Message par Haple Mitrium » dim. 23 févr. 2025 11:21

10. Ton comté pour un cheval!
- Grégoire !

L’adolescent s’entraînait à l’arbalète dans le parc arboré, comme le lui avait indiqué le portier. Haple s’élança à sa rencontre. Elle n’avait qu’une chose en tête depuis sa découverte de la destination du voleur. Une obsession qui l’avait aiguillée lors de sa course folle à travers les rues de la cité commerçante, manquant de la faire trébucher sur les rares pavés inégaux, et ce jusqu’à ce qu’elle parvienne, essoufflée, à la grille du manoir Désirelle.

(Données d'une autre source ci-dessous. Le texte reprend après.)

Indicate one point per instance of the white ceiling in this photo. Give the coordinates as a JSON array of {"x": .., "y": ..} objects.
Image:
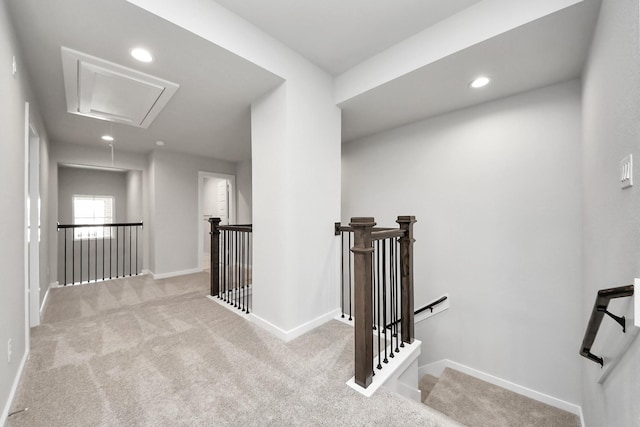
[
  {"x": 210, "y": 113},
  {"x": 338, "y": 34},
  {"x": 549, "y": 50}
]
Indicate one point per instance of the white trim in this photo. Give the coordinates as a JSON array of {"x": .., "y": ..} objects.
[
  {"x": 230, "y": 307},
  {"x": 291, "y": 334},
  {"x": 391, "y": 370},
  {"x": 636, "y": 302},
  {"x": 27, "y": 295},
  {"x": 174, "y": 273},
  {"x": 46, "y": 298},
  {"x": 14, "y": 389},
  {"x": 232, "y": 207},
  {"x": 436, "y": 369}
]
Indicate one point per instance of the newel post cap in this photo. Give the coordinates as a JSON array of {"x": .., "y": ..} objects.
[{"x": 362, "y": 222}]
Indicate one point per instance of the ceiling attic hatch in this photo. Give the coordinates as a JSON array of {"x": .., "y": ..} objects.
[{"x": 104, "y": 90}]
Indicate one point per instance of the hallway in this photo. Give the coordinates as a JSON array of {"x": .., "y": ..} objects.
[{"x": 143, "y": 352}]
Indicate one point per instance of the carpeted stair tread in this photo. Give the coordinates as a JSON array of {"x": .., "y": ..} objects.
[
  {"x": 426, "y": 384},
  {"x": 476, "y": 403}
]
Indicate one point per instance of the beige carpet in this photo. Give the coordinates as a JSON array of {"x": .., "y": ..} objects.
[
  {"x": 476, "y": 403},
  {"x": 138, "y": 352}
]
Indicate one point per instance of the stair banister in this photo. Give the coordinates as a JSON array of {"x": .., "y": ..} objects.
[
  {"x": 406, "y": 277},
  {"x": 362, "y": 263}
]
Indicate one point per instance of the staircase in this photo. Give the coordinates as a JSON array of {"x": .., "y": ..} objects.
[{"x": 476, "y": 403}]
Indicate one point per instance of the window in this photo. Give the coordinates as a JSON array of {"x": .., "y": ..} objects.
[{"x": 92, "y": 210}]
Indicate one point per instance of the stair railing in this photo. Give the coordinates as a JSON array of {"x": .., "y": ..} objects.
[
  {"x": 231, "y": 263},
  {"x": 597, "y": 314},
  {"x": 97, "y": 252},
  {"x": 382, "y": 280}
]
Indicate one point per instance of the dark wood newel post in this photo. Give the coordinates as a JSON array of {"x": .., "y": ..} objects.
[
  {"x": 362, "y": 274},
  {"x": 406, "y": 277},
  {"x": 215, "y": 255}
]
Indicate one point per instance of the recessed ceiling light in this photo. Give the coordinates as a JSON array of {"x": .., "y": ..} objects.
[
  {"x": 141, "y": 54},
  {"x": 479, "y": 82}
]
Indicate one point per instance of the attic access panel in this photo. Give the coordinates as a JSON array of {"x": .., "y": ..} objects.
[{"x": 101, "y": 89}]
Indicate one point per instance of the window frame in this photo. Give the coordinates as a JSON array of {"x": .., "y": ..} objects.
[{"x": 82, "y": 233}]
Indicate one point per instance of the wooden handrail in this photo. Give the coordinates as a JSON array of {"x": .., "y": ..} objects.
[
  {"x": 597, "y": 314},
  {"x": 363, "y": 250}
]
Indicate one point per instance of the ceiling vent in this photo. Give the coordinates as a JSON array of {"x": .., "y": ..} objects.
[{"x": 104, "y": 90}]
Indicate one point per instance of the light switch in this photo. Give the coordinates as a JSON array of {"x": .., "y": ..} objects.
[{"x": 626, "y": 171}]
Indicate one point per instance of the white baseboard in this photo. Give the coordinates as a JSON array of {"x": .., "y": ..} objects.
[
  {"x": 14, "y": 389},
  {"x": 291, "y": 334},
  {"x": 391, "y": 370},
  {"x": 174, "y": 273},
  {"x": 436, "y": 369}
]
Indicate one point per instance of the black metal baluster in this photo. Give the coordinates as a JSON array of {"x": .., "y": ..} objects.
[
  {"x": 130, "y": 251},
  {"x": 374, "y": 284},
  {"x": 73, "y": 255},
  {"x": 103, "y": 254},
  {"x": 391, "y": 294},
  {"x": 117, "y": 251},
  {"x": 65, "y": 256},
  {"x": 384, "y": 296},
  {"x": 236, "y": 303},
  {"x": 350, "y": 272},
  {"x": 136, "y": 250},
  {"x": 250, "y": 266},
  {"x": 224, "y": 264},
  {"x": 398, "y": 300},
  {"x": 342, "y": 272},
  {"x": 110, "y": 251},
  {"x": 377, "y": 257}
]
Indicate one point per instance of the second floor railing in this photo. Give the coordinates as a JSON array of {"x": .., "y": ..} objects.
[
  {"x": 600, "y": 308},
  {"x": 96, "y": 252},
  {"x": 377, "y": 290},
  {"x": 231, "y": 263}
]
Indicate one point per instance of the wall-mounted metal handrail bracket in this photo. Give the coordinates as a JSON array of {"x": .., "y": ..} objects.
[
  {"x": 620, "y": 320},
  {"x": 597, "y": 314}
]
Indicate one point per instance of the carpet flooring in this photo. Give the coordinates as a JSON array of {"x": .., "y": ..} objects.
[
  {"x": 139, "y": 352},
  {"x": 477, "y": 403}
]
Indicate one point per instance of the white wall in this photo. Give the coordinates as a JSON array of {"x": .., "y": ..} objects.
[
  {"x": 175, "y": 208},
  {"x": 100, "y": 156},
  {"x": 295, "y": 164},
  {"x": 496, "y": 191},
  {"x": 210, "y": 207},
  {"x": 135, "y": 196},
  {"x": 15, "y": 92},
  {"x": 245, "y": 195},
  {"x": 611, "y": 216}
]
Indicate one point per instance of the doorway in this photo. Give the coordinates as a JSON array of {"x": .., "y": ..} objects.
[
  {"x": 32, "y": 158},
  {"x": 216, "y": 198}
]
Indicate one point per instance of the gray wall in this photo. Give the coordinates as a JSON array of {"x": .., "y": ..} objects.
[
  {"x": 15, "y": 91},
  {"x": 134, "y": 196},
  {"x": 244, "y": 185},
  {"x": 174, "y": 208},
  {"x": 611, "y": 216},
  {"x": 496, "y": 190}
]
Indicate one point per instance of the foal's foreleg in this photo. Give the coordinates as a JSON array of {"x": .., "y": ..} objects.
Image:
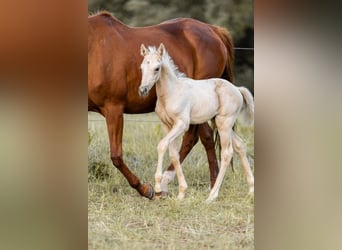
[
  {"x": 176, "y": 131},
  {"x": 190, "y": 138},
  {"x": 240, "y": 148}
]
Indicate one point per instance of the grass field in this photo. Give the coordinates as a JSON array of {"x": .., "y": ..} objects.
[{"x": 119, "y": 218}]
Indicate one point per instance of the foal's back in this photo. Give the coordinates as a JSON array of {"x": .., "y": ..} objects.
[{"x": 210, "y": 97}]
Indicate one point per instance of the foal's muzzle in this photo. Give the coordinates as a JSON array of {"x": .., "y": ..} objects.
[{"x": 143, "y": 91}]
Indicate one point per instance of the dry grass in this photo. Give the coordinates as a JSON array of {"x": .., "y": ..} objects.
[{"x": 118, "y": 218}]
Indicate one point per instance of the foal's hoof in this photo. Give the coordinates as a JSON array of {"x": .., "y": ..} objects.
[{"x": 148, "y": 191}]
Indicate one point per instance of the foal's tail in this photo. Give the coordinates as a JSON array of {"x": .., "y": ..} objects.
[{"x": 248, "y": 106}]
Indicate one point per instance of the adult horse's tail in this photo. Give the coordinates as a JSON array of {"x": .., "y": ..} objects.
[
  {"x": 228, "y": 42},
  {"x": 248, "y": 106}
]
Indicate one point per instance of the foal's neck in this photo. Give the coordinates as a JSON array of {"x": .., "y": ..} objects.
[{"x": 167, "y": 82}]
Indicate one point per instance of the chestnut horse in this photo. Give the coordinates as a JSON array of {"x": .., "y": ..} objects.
[{"x": 200, "y": 50}]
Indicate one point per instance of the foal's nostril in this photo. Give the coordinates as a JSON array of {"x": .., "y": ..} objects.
[{"x": 142, "y": 90}]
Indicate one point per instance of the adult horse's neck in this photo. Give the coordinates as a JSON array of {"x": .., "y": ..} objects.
[{"x": 168, "y": 79}]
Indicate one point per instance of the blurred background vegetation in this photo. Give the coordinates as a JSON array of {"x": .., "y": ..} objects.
[{"x": 235, "y": 15}]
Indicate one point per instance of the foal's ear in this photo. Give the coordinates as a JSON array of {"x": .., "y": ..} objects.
[
  {"x": 161, "y": 49},
  {"x": 143, "y": 50}
]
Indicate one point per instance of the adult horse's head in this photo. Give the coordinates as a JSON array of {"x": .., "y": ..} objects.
[{"x": 150, "y": 67}]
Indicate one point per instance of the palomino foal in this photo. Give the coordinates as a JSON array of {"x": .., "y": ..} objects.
[{"x": 182, "y": 101}]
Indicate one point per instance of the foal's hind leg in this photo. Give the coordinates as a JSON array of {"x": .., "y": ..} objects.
[
  {"x": 224, "y": 126},
  {"x": 174, "y": 157},
  {"x": 240, "y": 148},
  {"x": 226, "y": 156}
]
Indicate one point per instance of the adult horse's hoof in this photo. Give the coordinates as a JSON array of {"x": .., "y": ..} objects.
[
  {"x": 161, "y": 195},
  {"x": 148, "y": 191}
]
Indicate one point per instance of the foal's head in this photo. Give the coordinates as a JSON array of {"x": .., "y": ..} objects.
[{"x": 150, "y": 67}]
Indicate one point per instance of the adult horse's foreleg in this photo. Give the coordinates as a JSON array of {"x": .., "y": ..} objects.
[
  {"x": 240, "y": 148},
  {"x": 207, "y": 139},
  {"x": 114, "y": 120},
  {"x": 190, "y": 139}
]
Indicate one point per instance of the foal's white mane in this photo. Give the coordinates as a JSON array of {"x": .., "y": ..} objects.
[{"x": 167, "y": 60}]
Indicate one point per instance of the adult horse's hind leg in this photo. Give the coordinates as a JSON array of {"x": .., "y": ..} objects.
[
  {"x": 240, "y": 148},
  {"x": 114, "y": 120}
]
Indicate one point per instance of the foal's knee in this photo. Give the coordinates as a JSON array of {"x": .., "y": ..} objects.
[
  {"x": 206, "y": 136},
  {"x": 162, "y": 146},
  {"x": 117, "y": 160},
  {"x": 239, "y": 146}
]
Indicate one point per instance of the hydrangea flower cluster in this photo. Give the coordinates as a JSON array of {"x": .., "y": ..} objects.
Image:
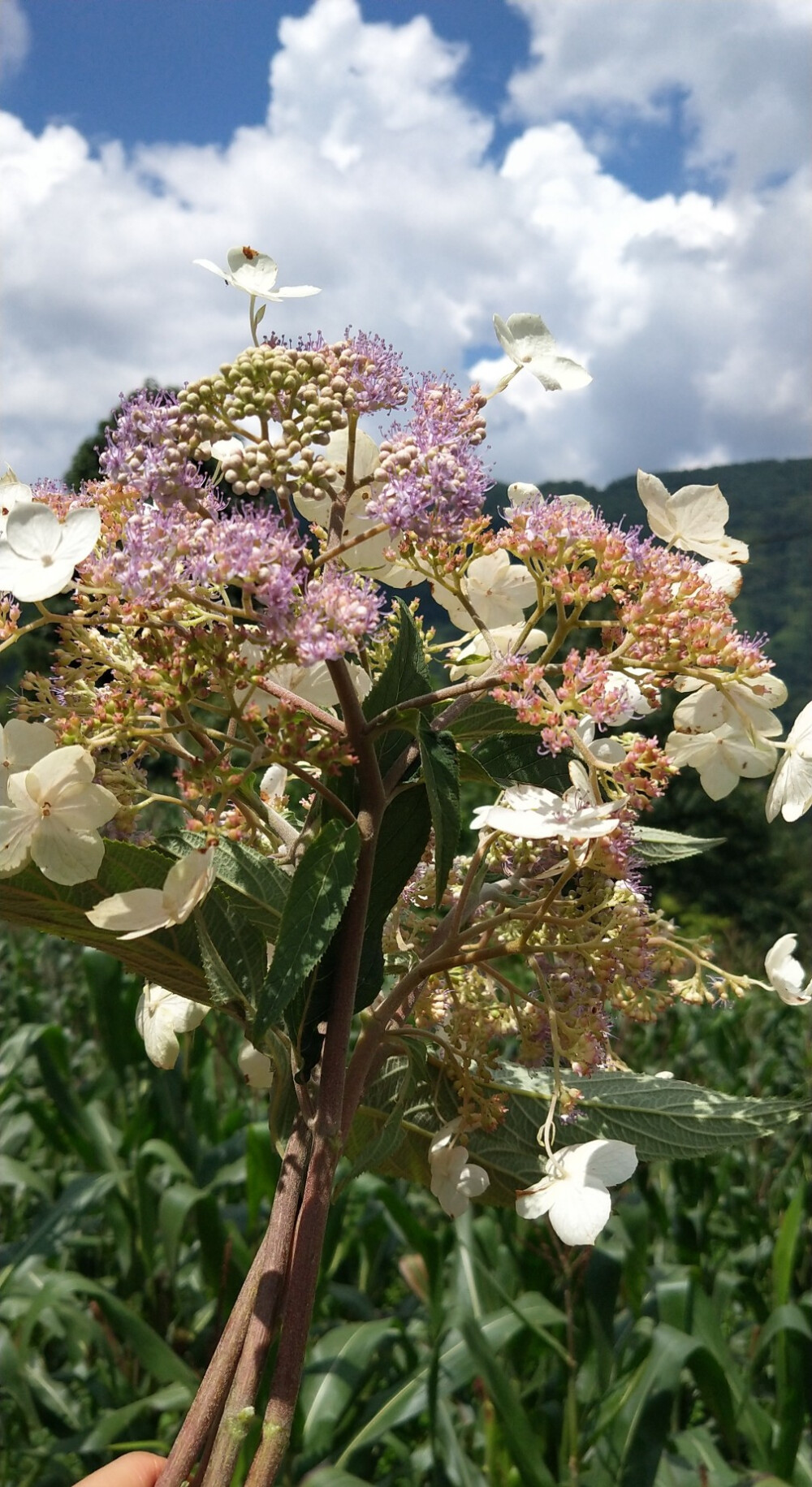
[{"x": 248, "y": 638}]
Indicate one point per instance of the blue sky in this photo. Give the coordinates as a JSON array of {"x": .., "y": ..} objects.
[{"x": 637, "y": 173}]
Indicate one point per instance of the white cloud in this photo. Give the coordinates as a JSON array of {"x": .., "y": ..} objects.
[
  {"x": 372, "y": 179},
  {"x": 14, "y": 37}
]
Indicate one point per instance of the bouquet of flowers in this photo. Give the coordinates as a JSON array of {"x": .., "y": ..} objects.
[{"x": 246, "y": 776}]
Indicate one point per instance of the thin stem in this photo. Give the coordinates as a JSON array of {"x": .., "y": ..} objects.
[
  {"x": 209, "y": 1399},
  {"x": 240, "y": 1404}
]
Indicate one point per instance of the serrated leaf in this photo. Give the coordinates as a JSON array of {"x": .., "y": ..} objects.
[
  {"x": 662, "y": 1118},
  {"x": 441, "y": 772},
  {"x": 171, "y": 957},
  {"x": 516, "y": 760},
  {"x": 484, "y": 717},
  {"x": 318, "y": 894},
  {"x": 656, "y": 845},
  {"x": 259, "y": 882}
]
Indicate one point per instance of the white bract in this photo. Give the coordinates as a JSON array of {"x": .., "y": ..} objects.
[
  {"x": 143, "y": 910},
  {"x": 12, "y": 492},
  {"x": 785, "y": 975},
  {"x": 574, "y": 1188},
  {"x": 792, "y": 787},
  {"x": 256, "y": 274},
  {"x": 21, "y": 746},
  {"x": 159, "y": 1016},
  {"x": 722, "y": 757},
  {"x": 533, "y": 812},
  {"x": 497, "y": 590},
  {"x": 39, "y": 552},
  {"x": 736, "y": 703},
  {"x": 256, "y": 1066},
  {"x": 454, "y": 1179},
  {"x": 692, "y": 519},
  {"x": 529, "y": 344},
  {"x": 473, "y": 656},
  {"x": 53, "y": 817}
]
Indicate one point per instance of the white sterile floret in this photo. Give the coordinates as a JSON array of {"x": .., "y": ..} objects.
[
  {"x": 21, "y": 746},
  {"x": 740, "y": 703},
  {"x": 53, "y": 817},
  {"x": 273, "y": 785},
  {"x": 39, "y": 552},
  {"x": 497, "y": 590},
  {"x": 159, "y": 1016},
  {"x": 311, "y": 683},
  {"x": 473, "y": 656},
  {"x": 723, "y": 576},
  {"x": 256, "y": 1066},
  {"x": 143, "y": 910},
  {"x": 454, "y": 1179},
  {"x": 12, "y": 492},
  {"x": 529, "y": 344},
  {"x": 256, "y": 274},
  {"x": 607, "y": 753},
  {"x": 722, "y": 757},
  {"x": 792, "y": 787},
  {"x": 785, "y": 975},
  {"x": 574, "y": 1188},
  {"x": 692, "y": 519},
  {"x": 533, "y": 812}
]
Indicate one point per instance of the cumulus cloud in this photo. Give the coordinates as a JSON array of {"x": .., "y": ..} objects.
[
  {"x": 14, "y": 37},
  {"x": 372, "y": 177}
]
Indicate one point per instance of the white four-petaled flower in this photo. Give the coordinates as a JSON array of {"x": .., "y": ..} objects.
[
  {"x": 53, "y": 817},
  {"x": 792, "y": 785},
  {"x": 533, "y": 812},
  {"x": 454, "y": 1179},
  {"x": 159, "y": 1016},
  {"x": 529, "y": 344},
  {"x": 256, "y": 274},
  {"x": 785, "y": 975},
  {"x": 256, "y": 1066},
  {"x": 499, "y": 592},
  {"x": 21, "y": 746},
  {"x": 574, "y": 1188},
  {"x": 39, "y": 552},
  {"x": 143, "y": 910},
  {"x": 692, "y": 519}
]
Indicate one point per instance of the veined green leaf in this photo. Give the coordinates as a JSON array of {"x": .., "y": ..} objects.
[
  {"x": 318, "y": 894},
  {"x": 441, "y": 772},
  {"x": 334, "y": 1372},
  {"x": 654, "y": 845}
]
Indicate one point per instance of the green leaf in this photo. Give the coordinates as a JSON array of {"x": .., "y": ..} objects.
[
  {"x": 400, "y": 845},
  {"x": 662, "y": 1118},
  {"x": 456, "y": 1368},
  {"x": 318, "y": 894},
  {"x": 334, "y": 1374},
  {"x": 654, "y": 845},
  {"x": 516, "y": 760},
  {"x": 520, "y": 1437},
  {"x": 259, "y": 884},
  {"x": 484, "y": 717},
  {"x": 441, "y": 772},
  {"x": 171, "y": 958}
]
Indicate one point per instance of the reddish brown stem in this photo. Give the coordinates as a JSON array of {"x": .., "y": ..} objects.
[{"x": 266, "y": 1273}]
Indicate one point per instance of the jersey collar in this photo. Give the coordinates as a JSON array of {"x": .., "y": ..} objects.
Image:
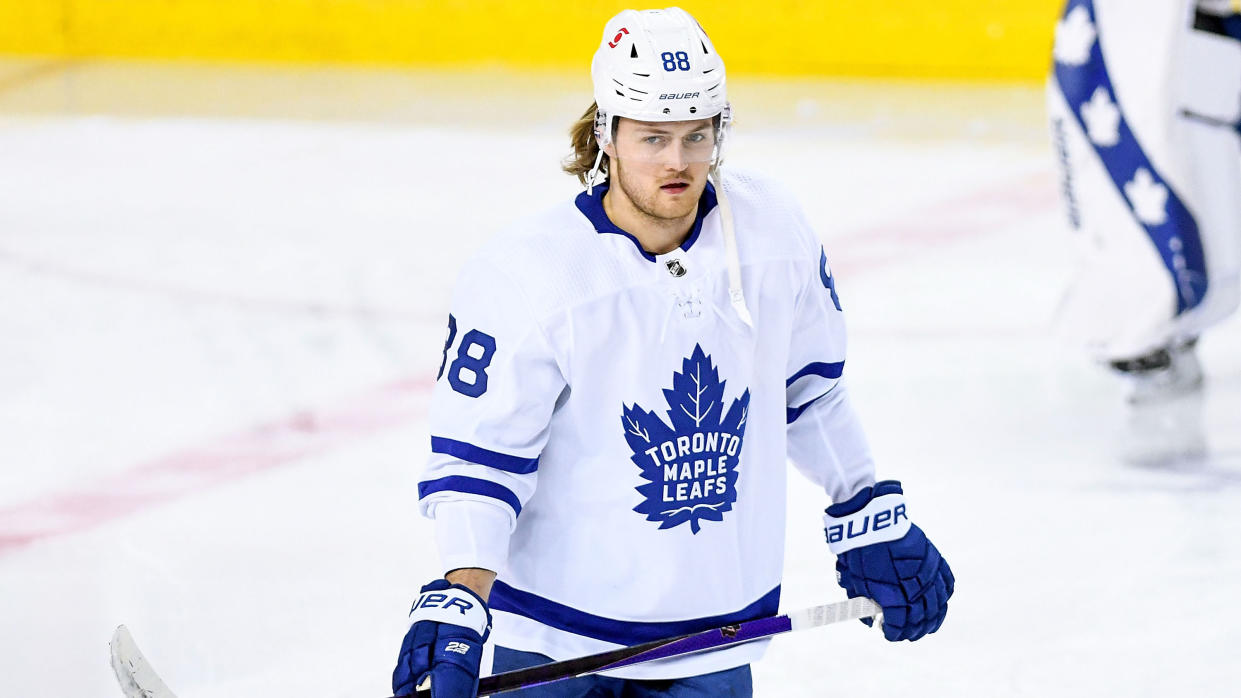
[{"x": 592, "y": 208}]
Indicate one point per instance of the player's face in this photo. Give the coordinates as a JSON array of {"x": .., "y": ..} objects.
[{"x": 662, "y": 167}]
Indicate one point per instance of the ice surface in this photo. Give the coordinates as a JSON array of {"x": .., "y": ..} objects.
[{"x": 224, "y": 301}]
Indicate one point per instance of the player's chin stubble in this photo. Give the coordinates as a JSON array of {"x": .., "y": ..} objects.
[{"x": 649, "y": 201}]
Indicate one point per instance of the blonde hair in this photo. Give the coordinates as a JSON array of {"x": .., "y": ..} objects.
[{"x": 586, "y": 148}]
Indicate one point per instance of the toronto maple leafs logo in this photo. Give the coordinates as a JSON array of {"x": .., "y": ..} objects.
[
  {"x": 1075, "y": 37},
  {"x": 1149, "y": 198},
  {"x": 690, "y": 465},
  {"x": 1102, "y": 118}
]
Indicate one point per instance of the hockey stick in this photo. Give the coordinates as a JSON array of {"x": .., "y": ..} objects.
[{"x": 138, "y": 679}]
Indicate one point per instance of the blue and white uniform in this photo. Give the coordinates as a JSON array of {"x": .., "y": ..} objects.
[
  {"x": 1146, "y": 106},
  {"x": 612, "y": 439}
]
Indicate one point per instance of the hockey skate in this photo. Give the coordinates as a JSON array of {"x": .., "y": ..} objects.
[
  {"x": 1164, "y": 421},
  {"x": 1163, "y": 374}
]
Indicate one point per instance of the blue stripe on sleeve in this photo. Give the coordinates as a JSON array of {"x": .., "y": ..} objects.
[
  {"x": 470, "y": 486},
  {"x": 818, "y": 368},
  {"x": 559, "y": 616},
  {"x": 482, "y": 456},
  {"x": 793, "y": 412}
]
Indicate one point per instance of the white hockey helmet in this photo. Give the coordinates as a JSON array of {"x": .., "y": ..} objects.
[{"x": 658, "y": 66}]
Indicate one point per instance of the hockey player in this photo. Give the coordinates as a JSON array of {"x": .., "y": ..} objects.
[
  {"x": 1144, "y": 103},
  {"x": 624, "y": 380}
]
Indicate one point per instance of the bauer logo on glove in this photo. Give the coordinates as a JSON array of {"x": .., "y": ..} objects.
[{"x": 882, "y": 557}]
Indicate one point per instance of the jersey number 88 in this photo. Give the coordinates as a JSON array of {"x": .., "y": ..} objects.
[{"x": 468, "y": 371}]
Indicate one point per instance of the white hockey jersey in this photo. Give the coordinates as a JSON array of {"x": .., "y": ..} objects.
[{"x": 612, "y": 439}]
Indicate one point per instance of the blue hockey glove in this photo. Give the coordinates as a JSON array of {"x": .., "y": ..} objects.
[
  {"x": 449, "y": 625},
  {"x": 887, "y": 559}
]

- Grégoire ! appela-t-elle encore l’arbalétrier d’opérette. J’ai besoin de toi.

Son cœur battait à tout rompre une rythmique endiablée. Quelle ironie, songea Haple, elle à qui le temps semblait fuir entre ses doigts, seconde après seconde. (Six jours ?!) Le temps lui était compté, et il pressait qu’elle se mette en route. Mais pour espérer arriver à temps dans la capitale de Blanchefort, il lui fallait :

- Ton cheval ! s’exclama l’Hinïonne en finissant de couvrir la distance qui la séparait de son seul espoir.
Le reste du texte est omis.